Pew Commission on Industrial Farm Animal Production

After a comprehensive two-year study, the independent Pew Commission on Industrial Farm Animal Production, a project of The Pew Charitable Trusts and the Johns Hopkins Bloomberg School of Public Health chaired by former Kansas Governor John Carlin and including former U.S. Agriculture Secretary Dan Glickman, concluded that gestation crates should be phased out:

After reviewing the literature, visiting production facilities, and listening to producers themselves, the Commission believes that the most intensive confinement systems, such as restrictive veal crates, hog gestation pens, restrictive farrowing crates, and battery cages for poultry, all prevent the animal from a normal range of movement and constitute inhumane treatment.

 

American Veterinary Medical Association Task Force on the Housing of Pregnant Sows

Gestation stalls, particularly when used in conjunction with feed restriction, may adversely affect welfare by restricting behavior, including foraging, movement, and postural changes…. Other factors contributing to poor welfare in stalls and small, unbedded pens include lack of exercise, lack of environmental complexity, lack of rooting/chewing materials, and an inability for the sow to exert control over her environment.

 

Scientific Veterinary Committee of the European Commission

When sows are put into a very small pen, they indicate by their behavioural responses that they find the confinement aversive. If given the opportunity, they leave the confined space and they usually resist attempts to make them return to that place.
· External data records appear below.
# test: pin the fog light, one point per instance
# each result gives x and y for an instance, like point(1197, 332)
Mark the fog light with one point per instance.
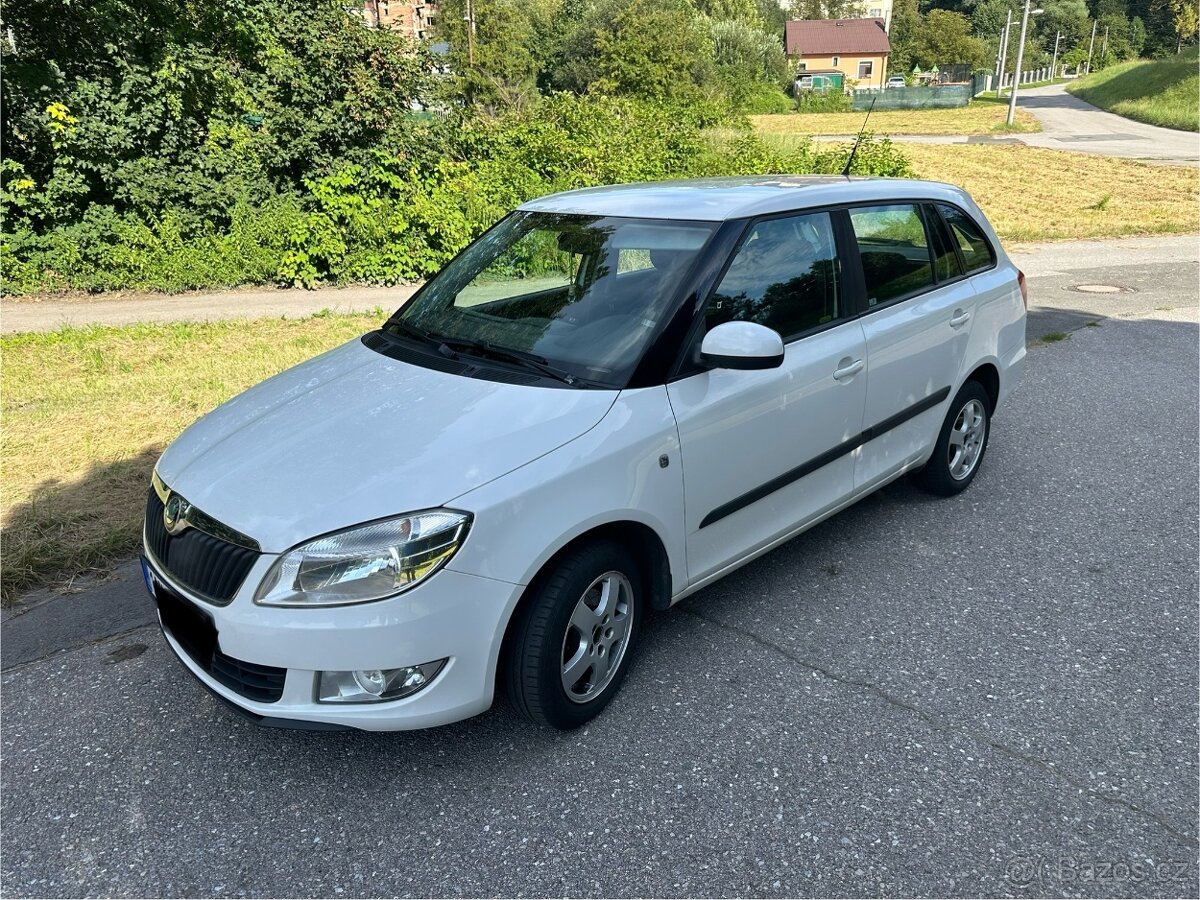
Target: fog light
point(372, 685)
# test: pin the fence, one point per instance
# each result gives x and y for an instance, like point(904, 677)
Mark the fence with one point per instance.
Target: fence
point(1027, 77)
point(942, 96)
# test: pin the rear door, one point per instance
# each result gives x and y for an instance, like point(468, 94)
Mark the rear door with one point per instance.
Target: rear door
point(917, 311)
point(767, 450)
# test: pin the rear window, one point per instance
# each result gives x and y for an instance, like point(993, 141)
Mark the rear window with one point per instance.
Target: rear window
point(977, 253)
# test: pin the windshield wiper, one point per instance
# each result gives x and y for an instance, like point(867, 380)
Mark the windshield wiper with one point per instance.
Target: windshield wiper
point(423, 336)
point(520, 358)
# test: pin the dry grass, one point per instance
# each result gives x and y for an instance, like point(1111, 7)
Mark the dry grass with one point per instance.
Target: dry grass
point(1030, 193)
point(984, 115)
point(87, 412)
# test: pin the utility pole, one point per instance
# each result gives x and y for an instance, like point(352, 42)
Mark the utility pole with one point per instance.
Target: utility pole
point(469, 18)
point(1020, 58)
point(1003, 52)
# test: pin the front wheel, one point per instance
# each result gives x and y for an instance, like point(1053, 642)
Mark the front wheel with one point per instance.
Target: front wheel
point(571, 645)
point(961, 443)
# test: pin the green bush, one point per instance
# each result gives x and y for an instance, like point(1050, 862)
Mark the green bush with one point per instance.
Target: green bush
point(156, 147)
point(106, 251)
point(766, 100)
point(822, 102)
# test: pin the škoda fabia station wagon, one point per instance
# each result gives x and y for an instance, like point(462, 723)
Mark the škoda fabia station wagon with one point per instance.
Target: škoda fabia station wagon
point(610, 400)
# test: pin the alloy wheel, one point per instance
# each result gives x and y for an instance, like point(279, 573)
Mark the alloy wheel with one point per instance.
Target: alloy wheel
point(597, 636)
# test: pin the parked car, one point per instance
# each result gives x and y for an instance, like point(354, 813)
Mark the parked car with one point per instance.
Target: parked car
point(612, 399)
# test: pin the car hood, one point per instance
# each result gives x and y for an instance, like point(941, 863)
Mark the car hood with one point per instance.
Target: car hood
point(354, 436)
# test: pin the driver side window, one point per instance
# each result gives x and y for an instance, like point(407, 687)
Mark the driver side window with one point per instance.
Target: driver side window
point(784, 276)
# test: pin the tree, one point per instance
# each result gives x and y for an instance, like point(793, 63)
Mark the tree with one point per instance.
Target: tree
point(1186, 19)
point(144, 106)
point(1063, 17)
point(945, 39)
point(989, 17)
point(654, 49)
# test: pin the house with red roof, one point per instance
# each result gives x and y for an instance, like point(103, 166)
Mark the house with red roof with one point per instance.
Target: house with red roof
point(858, 48)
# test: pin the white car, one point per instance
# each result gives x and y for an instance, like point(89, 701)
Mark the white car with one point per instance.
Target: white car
point(610, 400)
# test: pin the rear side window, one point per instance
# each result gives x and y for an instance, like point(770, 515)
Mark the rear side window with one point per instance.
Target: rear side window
point(946, 261)
point(894, 251)
point(977, 253)
point(784, 276)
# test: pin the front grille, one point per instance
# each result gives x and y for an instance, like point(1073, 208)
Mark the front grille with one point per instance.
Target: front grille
point(195, 631)
point(211, 567)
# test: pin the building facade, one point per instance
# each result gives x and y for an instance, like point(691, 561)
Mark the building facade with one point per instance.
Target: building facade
point(414, 19)
point(858, 48)
point(867, 10)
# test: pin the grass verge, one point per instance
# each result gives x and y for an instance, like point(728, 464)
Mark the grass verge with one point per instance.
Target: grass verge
point(1031, 193)
point(87, 412)
point(1162, 91)
point(983, 115)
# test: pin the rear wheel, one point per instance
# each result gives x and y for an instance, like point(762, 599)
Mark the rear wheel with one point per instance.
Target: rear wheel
point(571, 645)
point(961, 443)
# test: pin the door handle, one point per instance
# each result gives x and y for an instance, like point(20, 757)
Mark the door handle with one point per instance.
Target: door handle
point(849, 370)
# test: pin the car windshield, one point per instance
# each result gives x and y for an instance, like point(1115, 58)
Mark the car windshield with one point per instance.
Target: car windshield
point(576, 298)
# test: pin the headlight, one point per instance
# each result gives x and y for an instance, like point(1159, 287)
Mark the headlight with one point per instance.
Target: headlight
point(366, 563)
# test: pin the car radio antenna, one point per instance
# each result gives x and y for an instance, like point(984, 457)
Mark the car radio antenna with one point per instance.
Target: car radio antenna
point(845, 172)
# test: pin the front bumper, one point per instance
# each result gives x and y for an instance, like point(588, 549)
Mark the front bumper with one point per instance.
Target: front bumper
point(454, 616)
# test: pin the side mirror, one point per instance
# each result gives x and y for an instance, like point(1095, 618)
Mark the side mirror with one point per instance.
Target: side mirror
point(742, 346)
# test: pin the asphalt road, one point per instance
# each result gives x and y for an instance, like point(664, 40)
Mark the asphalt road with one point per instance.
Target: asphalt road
point(1071, 124)
point(994, 694)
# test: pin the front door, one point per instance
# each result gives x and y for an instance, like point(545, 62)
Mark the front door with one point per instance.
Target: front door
point(765, 451)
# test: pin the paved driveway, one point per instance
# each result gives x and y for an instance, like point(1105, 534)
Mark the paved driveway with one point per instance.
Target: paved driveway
point(1071, 124)
point(994, 694)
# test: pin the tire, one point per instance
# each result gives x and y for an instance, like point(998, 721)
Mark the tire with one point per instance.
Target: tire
point(570, 629)
point(961, 443)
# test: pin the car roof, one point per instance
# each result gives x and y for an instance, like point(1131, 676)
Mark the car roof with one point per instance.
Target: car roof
point(717, 199)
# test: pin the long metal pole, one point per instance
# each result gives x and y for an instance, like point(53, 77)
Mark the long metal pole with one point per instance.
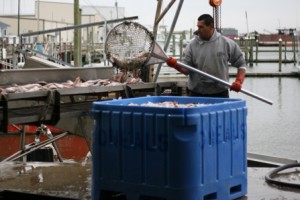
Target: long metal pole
point(169, 36)
point(162, 55)
point(18, 17)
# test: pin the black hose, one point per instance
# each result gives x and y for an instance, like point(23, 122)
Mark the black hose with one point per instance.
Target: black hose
point(270, 175)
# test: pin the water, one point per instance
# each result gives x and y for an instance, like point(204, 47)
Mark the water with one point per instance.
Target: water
point(273, 130)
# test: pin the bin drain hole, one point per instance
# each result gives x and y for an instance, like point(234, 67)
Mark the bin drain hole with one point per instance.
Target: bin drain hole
point(210, 196)
point(235, 189)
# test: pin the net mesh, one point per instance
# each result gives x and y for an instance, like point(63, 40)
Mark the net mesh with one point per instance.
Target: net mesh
point(129, 45)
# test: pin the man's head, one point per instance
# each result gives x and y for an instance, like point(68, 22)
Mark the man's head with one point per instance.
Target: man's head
point(205, 26)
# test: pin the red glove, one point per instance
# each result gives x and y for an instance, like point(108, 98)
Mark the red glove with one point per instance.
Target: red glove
point(172, 62)
point(237, 84)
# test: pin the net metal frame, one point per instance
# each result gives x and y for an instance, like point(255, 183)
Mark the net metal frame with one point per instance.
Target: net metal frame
point(129, 45)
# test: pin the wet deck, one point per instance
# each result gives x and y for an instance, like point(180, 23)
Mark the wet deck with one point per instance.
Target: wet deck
point(73, 180)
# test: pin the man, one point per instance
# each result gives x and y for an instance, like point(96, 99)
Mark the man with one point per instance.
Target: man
point(210, 52)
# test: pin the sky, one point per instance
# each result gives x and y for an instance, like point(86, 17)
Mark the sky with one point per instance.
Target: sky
point(264, 16)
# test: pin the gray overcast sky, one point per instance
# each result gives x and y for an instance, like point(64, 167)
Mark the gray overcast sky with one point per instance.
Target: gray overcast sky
point(262, 15)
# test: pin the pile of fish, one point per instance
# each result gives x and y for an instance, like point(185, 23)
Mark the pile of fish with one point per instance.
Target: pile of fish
point(118, 79)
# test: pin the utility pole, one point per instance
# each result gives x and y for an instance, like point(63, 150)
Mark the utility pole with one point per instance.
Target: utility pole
point(77, 35)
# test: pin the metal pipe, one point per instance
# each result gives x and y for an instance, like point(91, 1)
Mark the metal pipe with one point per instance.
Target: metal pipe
point(169, 36)
point(30, 149)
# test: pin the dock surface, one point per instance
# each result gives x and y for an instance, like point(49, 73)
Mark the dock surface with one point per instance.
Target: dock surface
point(73, 180)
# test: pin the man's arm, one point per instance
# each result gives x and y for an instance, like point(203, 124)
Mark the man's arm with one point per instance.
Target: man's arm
point(239, 80)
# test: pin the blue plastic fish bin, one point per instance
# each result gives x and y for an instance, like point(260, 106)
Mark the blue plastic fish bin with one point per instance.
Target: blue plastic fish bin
point(161, 153)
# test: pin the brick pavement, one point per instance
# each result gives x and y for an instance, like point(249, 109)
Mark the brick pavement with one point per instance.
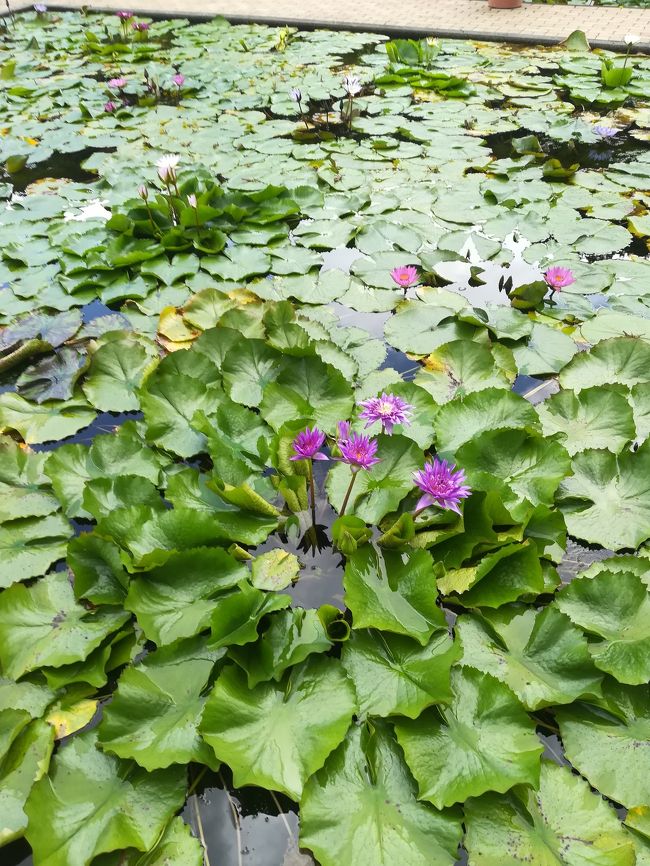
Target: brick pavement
point(473, 18)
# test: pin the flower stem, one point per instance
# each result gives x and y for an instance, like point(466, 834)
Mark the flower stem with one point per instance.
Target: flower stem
point(347, 495)
point(312, 491)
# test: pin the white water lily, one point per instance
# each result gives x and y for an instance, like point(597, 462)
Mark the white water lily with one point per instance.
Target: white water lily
point(166, 166)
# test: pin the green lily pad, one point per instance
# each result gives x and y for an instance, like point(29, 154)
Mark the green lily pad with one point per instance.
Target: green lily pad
point(483, 741)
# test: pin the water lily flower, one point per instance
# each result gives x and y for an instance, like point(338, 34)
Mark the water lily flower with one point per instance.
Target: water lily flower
point(557, 278)
point(605, 132)
point(442, 485)
point(358, 451)
point(388, 409)
point(306, 445)
point(352, 85)
point(405, 276)
point(166, 166)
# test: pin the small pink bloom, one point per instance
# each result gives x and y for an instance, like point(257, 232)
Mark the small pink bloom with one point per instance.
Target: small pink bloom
point(306, 445)
point(442, 485)
point(405, 276)
point(557, 278)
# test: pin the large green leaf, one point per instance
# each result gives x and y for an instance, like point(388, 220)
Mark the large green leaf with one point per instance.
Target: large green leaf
point(237, 614)
point(542, 656)
point(599, 417)
point(26, 762)
point(90, 803)
point(24, 487)
point(464, 418)
point(607, 499)
point(379, 490)
point(291, 636)
point(621, 360)
point(169, 403)
point(523, 467)
point(178, 847)
point(462, 366)
point(362, 807)
point(308, 388)
point(611, 751)
point(393, 592)
point(124, 452)
point(277, 734)
point(394, 675)
point(115, 373)
point(561, 824)
point(484, 741)
point(616, 608)
point(151, 536)
point(44, 625)
point(155, 711)
point(29, 547)
point(43, 422)
point(507, 574)
point(177, 599)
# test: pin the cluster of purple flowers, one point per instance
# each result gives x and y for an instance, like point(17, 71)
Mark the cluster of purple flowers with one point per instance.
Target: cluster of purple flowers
point(440, 482)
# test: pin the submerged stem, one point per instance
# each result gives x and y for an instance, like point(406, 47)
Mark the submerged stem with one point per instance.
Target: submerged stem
point(347, 495)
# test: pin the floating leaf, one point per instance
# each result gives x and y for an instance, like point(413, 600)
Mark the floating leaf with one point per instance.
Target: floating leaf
point(396, 675)
point(91, 802)
point(563, 822)
point(393, 592)
point(542, 657)
point(277, 734)
point(362, 807)
point(484, 741)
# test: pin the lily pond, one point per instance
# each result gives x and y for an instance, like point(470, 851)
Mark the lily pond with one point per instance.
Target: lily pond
point(325, 456)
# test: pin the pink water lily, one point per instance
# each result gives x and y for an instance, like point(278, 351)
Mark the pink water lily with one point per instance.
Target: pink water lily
point(442, 485)
point(405, 276)
point(558, 278)
point(307, 443)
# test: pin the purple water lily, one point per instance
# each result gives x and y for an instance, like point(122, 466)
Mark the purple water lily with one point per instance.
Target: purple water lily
point(442, 485)
point(557, 278)
point(388, 410)
point(606, 132)
point(405, 276)
point(307, 443)
point(358, 451)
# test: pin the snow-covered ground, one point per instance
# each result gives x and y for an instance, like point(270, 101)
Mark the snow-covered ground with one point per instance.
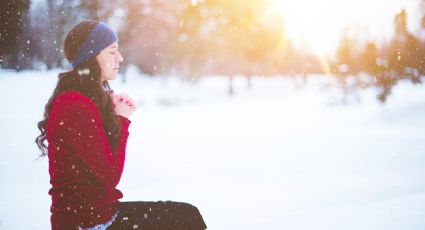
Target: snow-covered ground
point(270, 157)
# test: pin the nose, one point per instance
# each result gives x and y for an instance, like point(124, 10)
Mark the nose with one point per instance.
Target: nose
point(120, 58)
Farmers often comment that their stall-housed or tethered sows are lying for much of the day. Since the extent of the inactivity and unresponsiveness indicates abnormal behaviour, the sows may well be depressed in the clinical sense and poor welfare is indicated. Some sows show this abnormal behaviour as an alternative to stereotypies and there are brain correlates of both of these types of abnormal behaviour.

Recommendation: Since overall welfare appears to be better when sows are not confined throughout gestation, sows should preferably be kept in groups.